We had an hour before our dinner reservations at the Cuckoo Brow Inn so we found a nearby footpath and decided we'd see where it led. This wall and gate were attached to a country holiday let we came upon. . . .
We could see Lake Windermere in the distance. . . .
And sheep through the hedges. . . .
The ferry landing was not too far down this road, but we needed to turn back at this point. . . .
We retraced our steps. . . .
Such lovely greenery and flowers growing on the rock walls. . . .
We got back to Far Sawrey with time to spare so we decided to take one of the side streets. I'm glad we did because we found this church. . . .
The reason it was special to me is I'd found the photo of the church on Google maps and drew and painted it for "Gabriel's Tale". . . .
In my story Gabriel comes through this pasture. . . .
And up to this gate. . . .
This is the view I painted. . . .
Seeing it up close now I see all the detail I missed. . . .
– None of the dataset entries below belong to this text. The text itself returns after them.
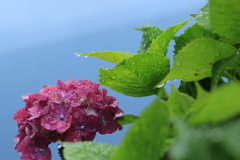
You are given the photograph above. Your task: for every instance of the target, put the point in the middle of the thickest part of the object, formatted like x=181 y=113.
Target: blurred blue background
x=39 y=38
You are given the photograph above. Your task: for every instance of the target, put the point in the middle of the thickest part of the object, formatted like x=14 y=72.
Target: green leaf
x=127 y=119
x=137 y=75
x=196 y=59
x=203 y=17
x=110 y=56
x=220 y=105
x=218 y=69
x=145 y=140
x=160 y=44
x=87 y=150
x=225 y=19
x=207 y=142
x=179 y=103
x=149 y=33
x=193 y=32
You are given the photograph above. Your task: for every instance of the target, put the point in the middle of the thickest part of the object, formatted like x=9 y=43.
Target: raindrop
x=161 y=85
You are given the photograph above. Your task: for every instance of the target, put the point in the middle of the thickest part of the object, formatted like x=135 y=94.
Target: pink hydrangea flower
x=72 y=111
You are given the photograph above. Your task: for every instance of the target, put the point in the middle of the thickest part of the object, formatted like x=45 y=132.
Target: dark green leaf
x=137 y=75
x=179 y=103
x=218 y=69
x=193 y=32
x=145 y=140
x=219 y=106
x=207 y=142
x=194 y=61
x=149 y=33
x=87 y=151
x=160 y=44
x=127 y=119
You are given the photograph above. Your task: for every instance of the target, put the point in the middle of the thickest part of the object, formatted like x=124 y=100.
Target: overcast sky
x=26 y=23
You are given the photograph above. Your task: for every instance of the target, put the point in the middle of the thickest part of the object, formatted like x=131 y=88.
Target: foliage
x=198 y=120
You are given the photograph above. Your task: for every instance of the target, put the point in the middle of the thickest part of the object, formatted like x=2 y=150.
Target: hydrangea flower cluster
x=72 y=111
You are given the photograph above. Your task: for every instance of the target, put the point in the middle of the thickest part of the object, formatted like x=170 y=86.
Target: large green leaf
x=203 y=17
x=110 y=56
x=160 y=44
x=179 y=103
x=225 y=18
x=220 y=105
x=149 y=33
x=218 y=69
x=195 y=61
x=145 y=139
x=137 y=75
x=87 y=151
x=219 y=142
x=193 y=32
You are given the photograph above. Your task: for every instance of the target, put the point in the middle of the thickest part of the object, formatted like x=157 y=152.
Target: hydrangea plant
x=198 y=120
x=70 y=112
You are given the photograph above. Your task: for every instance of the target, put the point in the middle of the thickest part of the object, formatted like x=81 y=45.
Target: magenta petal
x=21 y=115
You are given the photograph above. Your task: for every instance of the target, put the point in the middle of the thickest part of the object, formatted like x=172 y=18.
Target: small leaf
x=195 y=61
x=145 y=140
x=137 y=75
x=149 y=33
x=220 y=105
x=160 y=44
x=218 y=69
x=225 y=19
x=110 y=56
x=203 y=17
x=179 y=103
x=193 y=32
x=127 y=119
x=87 y=151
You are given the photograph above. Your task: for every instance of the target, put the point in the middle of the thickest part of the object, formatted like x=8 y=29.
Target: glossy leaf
x=195 y=61
x=87 y=150
x=149 y=33
x=127 y=119
x=203 y=17
x=225 y=19
x=193 y=32
x=137 y=75
x=110 y=56
x=218 y=69
x=160 y=44
x=221 y=105
x=146 y=138
x=207 y=142
x=179 y=103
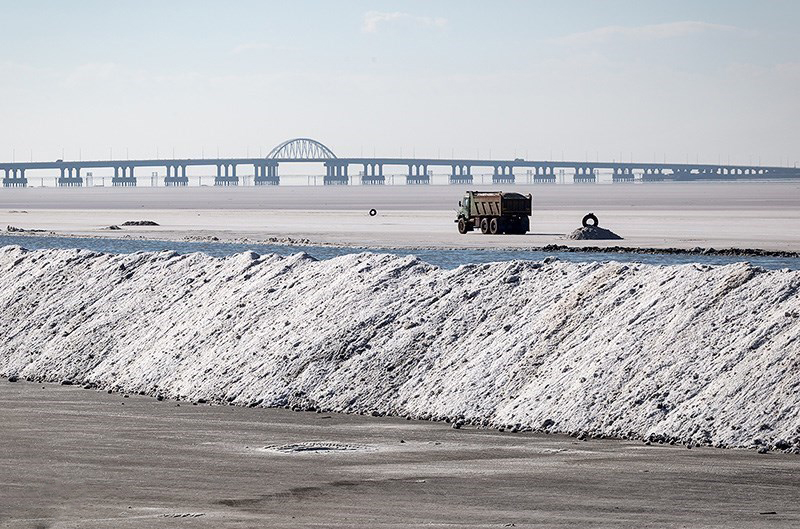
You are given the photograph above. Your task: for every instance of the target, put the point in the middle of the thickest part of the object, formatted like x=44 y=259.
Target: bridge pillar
x=584 y=175
x=373 y=174
x=176 y=176
x=503 y=174
x=15 y=178
x=461 y=174
x=226 y=175
x=541 y=176
x=418 y=175
x=335 y=173
x=128 y=178
x=620 y=175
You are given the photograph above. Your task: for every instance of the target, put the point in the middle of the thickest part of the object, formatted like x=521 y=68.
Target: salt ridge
x=688 y=353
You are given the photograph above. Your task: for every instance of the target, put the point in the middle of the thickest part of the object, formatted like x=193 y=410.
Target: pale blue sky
x=713 y=79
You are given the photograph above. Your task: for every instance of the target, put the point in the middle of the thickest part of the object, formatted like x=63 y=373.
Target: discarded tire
x=589 y=220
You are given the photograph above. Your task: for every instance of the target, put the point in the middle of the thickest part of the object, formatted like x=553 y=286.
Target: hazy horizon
x=585 y=80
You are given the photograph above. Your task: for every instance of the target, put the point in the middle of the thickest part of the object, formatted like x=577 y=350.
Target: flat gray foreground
x=80 y=458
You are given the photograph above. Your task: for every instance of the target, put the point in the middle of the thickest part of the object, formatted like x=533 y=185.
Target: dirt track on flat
x=81 y=458
x=683 y=215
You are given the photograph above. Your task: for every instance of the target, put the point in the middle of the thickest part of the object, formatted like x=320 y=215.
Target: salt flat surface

If we were heading back to Near Sawrey we would have taken the footpath just after St. Peter's through the pasture as noted at 4⃝ (but going in the opposite direction). But we needed to walk back to Far Sawrey for dinner at the Cuckoo Brow Inn, which apparently had been called Sawrey Hotel when the book was published. We walked back down the lane. . . .
Past a very large house with 10 chimneys! . . .
This house was dated 1700. . . .
We took the other side street back up to the main road to the Cuckoo Brow Inn. . . .
Another great meal. . . .
|Lakeland Rump of Lamb, minted mashed potatoes, port wine sauce, baby spinach & mangetout; Free-range Chicken & Mushroom Pie, mashed potatoes, mangetout; Guinness Lager|
The rain that had threatened had finally materialized. I put up my umbrella but soon realized it was just a drizzle so put it away and enjoyed the refreshing spritz of water in my face. The lambs, as always, were just as interested in us. . . .
I stopped to take a photo of the Far Sawrey sign as we were leaving via the road. . . .
It wasn't far to the footpath that we'd taken the day before. This is where we sat by the stream. These two sheep and lamb had escaped their pasture. Upon seeing us, the one leapt over Wilfin Beck, almost not making it! Thankfully the other two weren't so foolish. They returned to the gap in the fence on the left using the path. . . .
Using the long lens Far Sawrey didn't seem that far away. . .
We retraced our steps from the day before. . . .
And arrived back in Near Sawrey. . . .
Today we walked 19,081 steps, 8.99 miles, and 85 flights of stairs!